The other reason is also the lack of women in senior functions and in leadership positions.
“If we want to close the pay gap and make a difference, it is the road to the top jobs that needs to be the focus. This is the pay gap problem,” added Frost.
Globally, Hay Group’s research found that women make up 40% of the workforce for clerical jobs, but only account for 27% of manager roles and 17% of executive-level jobs.
In India, that number is worse—only 10% of managers are women and 5% of women hold executive-level jobs.
But it is also important to note that the study considered only the base salaries when comparing the pay of men and women.

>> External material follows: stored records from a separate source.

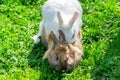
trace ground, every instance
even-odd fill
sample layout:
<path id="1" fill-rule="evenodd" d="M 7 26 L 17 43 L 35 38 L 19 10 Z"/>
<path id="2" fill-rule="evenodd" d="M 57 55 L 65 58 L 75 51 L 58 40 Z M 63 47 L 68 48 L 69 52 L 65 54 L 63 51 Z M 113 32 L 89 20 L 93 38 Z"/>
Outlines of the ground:
<path id="1" fill-rule="evenodd" d="M 45 1 L 0 1 L 0 80 L 120 80 L 120 1 L 79 0 L 84 55 L 71 73 L 52 70 L 32 40 Z"/>

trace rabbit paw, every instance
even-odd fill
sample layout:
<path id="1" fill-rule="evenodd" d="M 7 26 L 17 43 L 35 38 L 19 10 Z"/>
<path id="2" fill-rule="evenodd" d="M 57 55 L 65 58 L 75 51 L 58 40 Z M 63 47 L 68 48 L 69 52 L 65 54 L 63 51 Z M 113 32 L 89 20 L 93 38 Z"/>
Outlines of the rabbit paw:
<path id="1" fill-rule="evenodd" d="M 33 36 L 32 39 L 34 40 L 35 44 L 38 44 L 40 42 L 40 39 L 37 35 Z"/>

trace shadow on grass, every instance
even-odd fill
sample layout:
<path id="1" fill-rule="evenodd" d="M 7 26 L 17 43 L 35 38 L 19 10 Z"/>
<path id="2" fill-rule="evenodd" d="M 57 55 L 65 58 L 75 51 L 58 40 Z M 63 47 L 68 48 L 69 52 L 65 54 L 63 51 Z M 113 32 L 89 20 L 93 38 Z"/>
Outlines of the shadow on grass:
<path id="1" fill-rule="evenodd" d="M 95 66 L 92 69 L 92 78 L 94 80 L 120 80 L 120 28 L 112 36 L 111 42 L 99 60 L 95 60 Z"/>
<path id="2" fill-rule="evenodd" d="M 48 60 L 42 60 L 42 57 L 46 51 L 46 47 L 42 42 L 34 44 L 32 51 L 28 56 L 29 66 L 37 71 L 40 71 L 39 80 L 60 80 L 64 75 L 62 72 L 52 70 L 48 63 Z"/>

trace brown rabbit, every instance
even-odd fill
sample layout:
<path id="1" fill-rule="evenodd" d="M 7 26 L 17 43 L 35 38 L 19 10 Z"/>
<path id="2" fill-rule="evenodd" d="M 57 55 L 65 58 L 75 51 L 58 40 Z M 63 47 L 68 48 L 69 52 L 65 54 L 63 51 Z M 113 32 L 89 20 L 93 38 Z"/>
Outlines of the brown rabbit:
<path id="1" fill-rule="evenodd" d="M 42 40 L 46 46 L 48 46 L 48 50 L 46 51 L 43 59 L 48 58 L 52 68 L 59 71 L 70 71 L 78 65 L 83 54 L 81 33 L 78 34 L 76 41 L 72 44 L 66 43 L 64 33 L 61 30 L 59 30 L 59 40 L 57 39 L 54 31 L 51 31 L 48 41 L 44 36 L 42 37 Z"/>

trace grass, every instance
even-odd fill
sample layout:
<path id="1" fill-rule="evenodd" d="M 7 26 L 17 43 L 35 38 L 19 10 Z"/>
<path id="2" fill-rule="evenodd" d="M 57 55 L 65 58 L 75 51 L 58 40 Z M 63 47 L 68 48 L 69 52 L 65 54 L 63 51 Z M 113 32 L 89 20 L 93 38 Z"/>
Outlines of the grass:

“There is some evidence that the gaps for variable pay are slightly larger than for the base salary, which is mostly explained by women working fewer overtime hours than men on average,” said Frost.
Experts, believe that not including variable pay does not give the complete picture as variable pay accounts for a significant part of the compensation.
“Without variable pay, the data is not representative, as women lack the ability to sell their performance as well as men, affecting their ability to earn more for their performance,” said Geetha Kannan, managing director of The Anita Borg Institute, a non-profit that works to foster gender diversity in the technology sector.
Also, even within a function, the pay that employees can earn within a band varies much more than 3.5%; so a pay gap of 3.5% seems to be on the lower side, said Kannan.
Job site Monster.com last week released a report that said the gender pay gap varies as much as 34.9% in the manufacturing sector to 17.7% in the banking, finance and insurance sector.
Sucharita Palepu, global head of people policies and practices at Tech Mahindra Ltd, however, said that even if one includes variable pay, there is not a perceivable difference in what men and women earn in a similar role in a company.
But she did concede that as a function of negotiation, men tend to earn more than women, as men possess better negotiation skills.
“All good employers do not have any element of compensation that gets governed by gender. So, by design, pay is designed based on the role, the criticality and the performance,” said Sandeep Chaudhary, chief executive officer at Aon Hewitt India.
However, he said that employees have different preferences based on their gender, age and income, and that could influence the way the employees are paid, thereby creating a pay gap.
In India, women account for only 23-24% of the total labour force and generate a mere 17% of the share of the gross domestic product (GDP), a 2015 McKinsey Global Institute study found.
This figure is far below the global average, where female workers generate 37% of the world’s GDP.
Also, a gender pay gap usually emerges over time.
“Women and men in the technology sector start out with equal pay, responsibility and aspirations. However, by the time they are 12 years into their careers, women tend to receive Rs.3.8 lakh lesser salary than men,” said Shachi Irde, executive director, Catalyst India WRC, a not-for-profit that works to expand opportunities for women.